How to apply one-hot encoding to big files?

I have 3 Gb train file and 350 Mb test file, 6 Gb RAM. That files seem to be not too big to hold them in the memory, but I can't even append them (memory error occurs).

My current aproach looks this way:

# reading files
dtypes = {'Semana' : 'int32',
'Agencia_ID' :'int32',
'Canal_ID' : 'int32',
'Ruta_SAK' : 'int32',
'Cliente-ID' : 'int32',
'Producto_ID':'int32',
'Venta_hoy':'float32',
'Venta_uni_hoy': 'int32',
'Dev_uni_proxima':'int32',
'Dev_proxima':'float32',
'Demanda_uni_equil':'int32'}

train = pd.read_csv('train.csv', dtype = dtypes, usecols=["Semana", "Agencia_ID", "Canal_ID", 'Ruta_SAK', 'Cliente_ID', 'Producto_ID','Demanda_uni_equil'])
test = pd.read_csv('test.csv',dtype = dtypes)
ids = test['id']
test.drop(['id'], axis =1, inplace = True)

shapeTrain = train.shape[0]
shapeTest = test.shape[0]

train = train.append(test) # raises memory error

#applying one-hot encoding
train = pd.concat([train, pd.get_dummies(train['Semana'],sparse=True)], axis=1, join_axes=[train.index])
train.drop([11,'Semana'],axis=1, inplace = True)

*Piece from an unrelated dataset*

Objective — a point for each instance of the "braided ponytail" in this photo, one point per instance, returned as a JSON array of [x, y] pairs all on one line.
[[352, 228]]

train = pd.concat([train, pd.get_dummies(train['Producto_ID'],sparse=True)], axis=1, join_axes=[train.index])
train.drop([123,'Producto_ID'],axis=1, inplace = True)


train = pd.concat([train, pd.get_dummies(train['Canal_ID'],sparse=True)], axis=1, join_axes=[train.index])
train.drop([11,'Canal_ID'],axis=1, inplace = True)

# separating back to train and test
test = train[shapeTrain:shapeTrain+shapeTest]
train = train[0:shapeTrain]

test['id'] = ids

train.to_csv('train_1.csv', index=False)
test.to_csv('test_1.csv', index=False)


I see 2 ways to solve:

1) Somehow iterate through the files:

df_train = pd.read_csv('train.csv', chunksize=1500)
for chunk in df_train:
#apply one-hot encoding


2) To decrease amount of columns by applying one-hot encoding only to train, and then to test, but for new categorical value setting all columns to 0.

3) Use the hashing trick!

How can I solve the problem?

Answer

How about specifying the data type when loading:

types = {'col1': np.dtype(type),
     'col2': np.dtype(type),
     'col3' : np.dtype(type),
     'col4': np.dtype(type),
     'col5': np.dtype(type) }

train = pd.read_csv('train.csv', dtype=types)

run train.info() if you are able to load it and check the memory usage.